就这千钧一发之际,王正鹏已经捡回了自己的铜棍,趁着方落雁这极难的拖延之机冲了过来,一棍横扫。
铜棍是重兵,李仁罕不敢用横刀去硬磕,只得抬步闪了开来。
方落雁这才得到机会爬了起来,连忙与王正鹏并肩而立,堵住门口,里面的太后与中宫女们也连忙关上了房门,躲到了更里面去。
前有方落雁与王正鹏,后有王雨知和侯岑林等人正在赶来,唯有挟持太后,自己才有一条生路,李仁罕心中明白的很,也焦急的很,沾满鲜血的横刀一指王正鹏道:“王正鹏,你爹曾经示好于老夫,老夫也曾为你谋的校尉一职,今日你若念旧情,俱闪一边去,让老夫杀了这个祸害!”
王正鹏却摇摇头道:“道不同不相与为谋!”
“呀——”
再无可说,时间急迫,李仁罕双手举着横刀冲了上来,一刀紧似一刀,一刀快似一刀,以战阵特有的技法,数十南生与死淬炼出来的反应与力量和技巧,毫无花里胡哨的花架子,每一刀都是要命之刀,以方落雁与王正鹏的悍勇,竟被他砍得只有招架之功,毫无还手之力,这还是步战,倘若是在马上交战,只怕两人已经都死了好几回了,大蜀第一武将之名名不虚传。

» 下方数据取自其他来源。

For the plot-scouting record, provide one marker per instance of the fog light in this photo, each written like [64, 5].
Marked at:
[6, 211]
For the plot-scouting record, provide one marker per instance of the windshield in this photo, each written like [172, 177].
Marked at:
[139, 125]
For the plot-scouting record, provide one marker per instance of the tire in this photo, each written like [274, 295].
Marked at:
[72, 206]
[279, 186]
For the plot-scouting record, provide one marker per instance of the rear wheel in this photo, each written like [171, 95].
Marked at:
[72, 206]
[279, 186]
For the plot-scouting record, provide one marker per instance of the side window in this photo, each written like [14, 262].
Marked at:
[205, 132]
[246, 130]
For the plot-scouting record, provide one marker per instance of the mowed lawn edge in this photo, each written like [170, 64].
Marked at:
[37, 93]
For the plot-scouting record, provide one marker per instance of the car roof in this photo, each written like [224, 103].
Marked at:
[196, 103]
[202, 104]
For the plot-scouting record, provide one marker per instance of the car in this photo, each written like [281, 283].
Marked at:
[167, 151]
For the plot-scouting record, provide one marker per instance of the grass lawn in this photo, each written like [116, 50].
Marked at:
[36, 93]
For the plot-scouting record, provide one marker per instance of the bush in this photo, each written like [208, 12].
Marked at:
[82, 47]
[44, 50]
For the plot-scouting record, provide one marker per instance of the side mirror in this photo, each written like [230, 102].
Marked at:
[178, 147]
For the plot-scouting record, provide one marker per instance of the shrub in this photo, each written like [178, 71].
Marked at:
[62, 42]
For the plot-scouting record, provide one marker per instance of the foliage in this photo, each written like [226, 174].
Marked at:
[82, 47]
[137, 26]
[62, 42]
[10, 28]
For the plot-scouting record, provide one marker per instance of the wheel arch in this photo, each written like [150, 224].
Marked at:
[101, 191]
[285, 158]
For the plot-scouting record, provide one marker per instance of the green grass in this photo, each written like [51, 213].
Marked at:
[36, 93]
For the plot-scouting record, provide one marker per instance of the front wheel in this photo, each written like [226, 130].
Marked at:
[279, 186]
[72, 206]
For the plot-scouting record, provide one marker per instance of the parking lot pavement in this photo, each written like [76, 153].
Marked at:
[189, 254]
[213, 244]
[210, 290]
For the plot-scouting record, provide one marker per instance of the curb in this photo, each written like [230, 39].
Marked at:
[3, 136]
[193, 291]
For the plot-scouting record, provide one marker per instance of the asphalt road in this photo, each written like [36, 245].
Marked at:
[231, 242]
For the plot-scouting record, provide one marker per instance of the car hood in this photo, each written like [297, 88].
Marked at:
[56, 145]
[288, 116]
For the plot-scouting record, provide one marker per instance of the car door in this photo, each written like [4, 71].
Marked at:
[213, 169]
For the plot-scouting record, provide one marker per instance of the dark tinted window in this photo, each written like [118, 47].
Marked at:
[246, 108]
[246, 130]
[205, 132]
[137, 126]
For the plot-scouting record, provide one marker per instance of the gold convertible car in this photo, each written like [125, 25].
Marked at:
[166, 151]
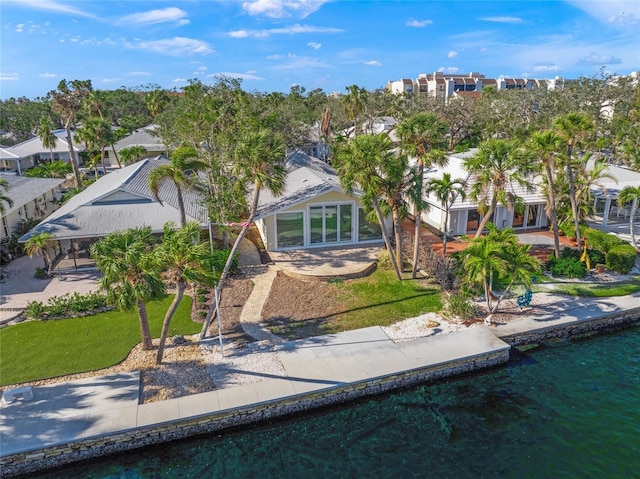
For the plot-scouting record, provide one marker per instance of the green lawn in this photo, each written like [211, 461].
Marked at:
[380, 300]
[44, 349]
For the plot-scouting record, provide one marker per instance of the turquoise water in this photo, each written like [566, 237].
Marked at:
[561, 411]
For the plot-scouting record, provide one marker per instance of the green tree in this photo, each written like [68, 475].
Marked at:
[130, 277]
[496, 165]
[183, 259]
[422, 136]
[131, 154]
[4, 199]
[446, 190]
[67, 101]
[358, 163]
[630, 194]
[40, 244]
[182, 171]
[545, 145]
[498, 254]
[259, 164]
[573, 129]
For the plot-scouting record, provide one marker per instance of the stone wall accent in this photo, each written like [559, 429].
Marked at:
[37, 460]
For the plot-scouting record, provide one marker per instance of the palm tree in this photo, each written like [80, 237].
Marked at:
[446, 190]
[358, 163]
[4, 199]
[630, 194]
[184, 260]
[545, 145]
[46, 135]
[258, 160]
[130, 278]
[423, 136]
[40, 244]
[572, 128]
[181, 171]
[496, 165]
[132, 154]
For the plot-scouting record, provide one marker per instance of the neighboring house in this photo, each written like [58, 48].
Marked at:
[116, 202]
[143, 137]
[605, 195]
[464, 216]
[32, 198]
[30, 153]
[313, 210]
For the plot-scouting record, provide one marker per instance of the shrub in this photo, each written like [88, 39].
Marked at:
[621, 258]
[601, 241]
[568, 267]
[458, 305]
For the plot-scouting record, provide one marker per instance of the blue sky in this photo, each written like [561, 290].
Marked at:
[328, 44]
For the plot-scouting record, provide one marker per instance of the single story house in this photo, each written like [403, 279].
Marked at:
[118, 201]
[313, 210]
[464, 216]
[32, 198]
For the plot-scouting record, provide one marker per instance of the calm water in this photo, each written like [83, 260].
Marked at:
[567, 410]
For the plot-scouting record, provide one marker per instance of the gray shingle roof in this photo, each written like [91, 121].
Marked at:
[118, 201]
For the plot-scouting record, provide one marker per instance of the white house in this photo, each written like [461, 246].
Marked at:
[32, 198]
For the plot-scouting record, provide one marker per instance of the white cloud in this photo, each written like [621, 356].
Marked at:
[282, 8]
[174, 46]
[449, 69]
[419, 23]
[502, 19]
[596, 59]
[169, 14]
[49, 6]
[9, 76]
[546, 67]
[292, 30]
[243, 76]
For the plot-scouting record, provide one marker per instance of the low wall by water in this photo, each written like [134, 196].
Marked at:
[50, 457]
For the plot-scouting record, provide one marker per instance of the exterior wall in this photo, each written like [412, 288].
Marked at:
[268, 230]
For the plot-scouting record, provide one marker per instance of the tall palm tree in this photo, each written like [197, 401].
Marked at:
[496, 165]
[259, 162]
[423, 136]
[41, 243]
[46, 135]
[545, 145]
[181, 171]
[358, 163]
[573, 128]
[446, 190]
[183, 260]
[630, 194]
[130, 278]
[4, 199]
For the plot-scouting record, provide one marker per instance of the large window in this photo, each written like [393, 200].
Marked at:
[290, 229]
[330, 223]
[367, 231]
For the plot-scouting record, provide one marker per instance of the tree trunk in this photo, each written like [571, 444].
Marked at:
[554, 214]
[72, 156]
[147, 343]
[167, 319]
[385, 236]
[572, 197]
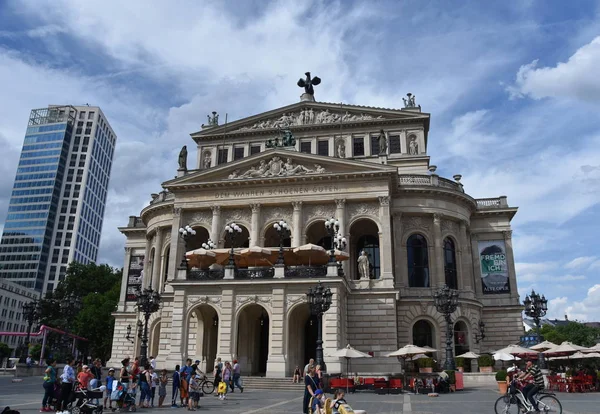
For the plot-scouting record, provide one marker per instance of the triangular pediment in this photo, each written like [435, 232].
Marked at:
[311, 115]
[278, 164]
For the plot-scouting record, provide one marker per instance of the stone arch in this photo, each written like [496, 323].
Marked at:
[200, 333]
[251, 334]
[270, 235]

但就两人挡的这一时间,后面的众终于都陆陆续续赶到了。
众人一部分上了台阶,死死的护卫在太后的寝宫前,一部分将李仁罕再度团团包围起来。
就这当儿,孟昶也得到李仁罕强闯太后寝宫的消息,吓得魂飞魄散,也顾不得上朝,飞速的赶来,离得尚老远就叫道:“我母后怎么样了?我母后怎么样了?”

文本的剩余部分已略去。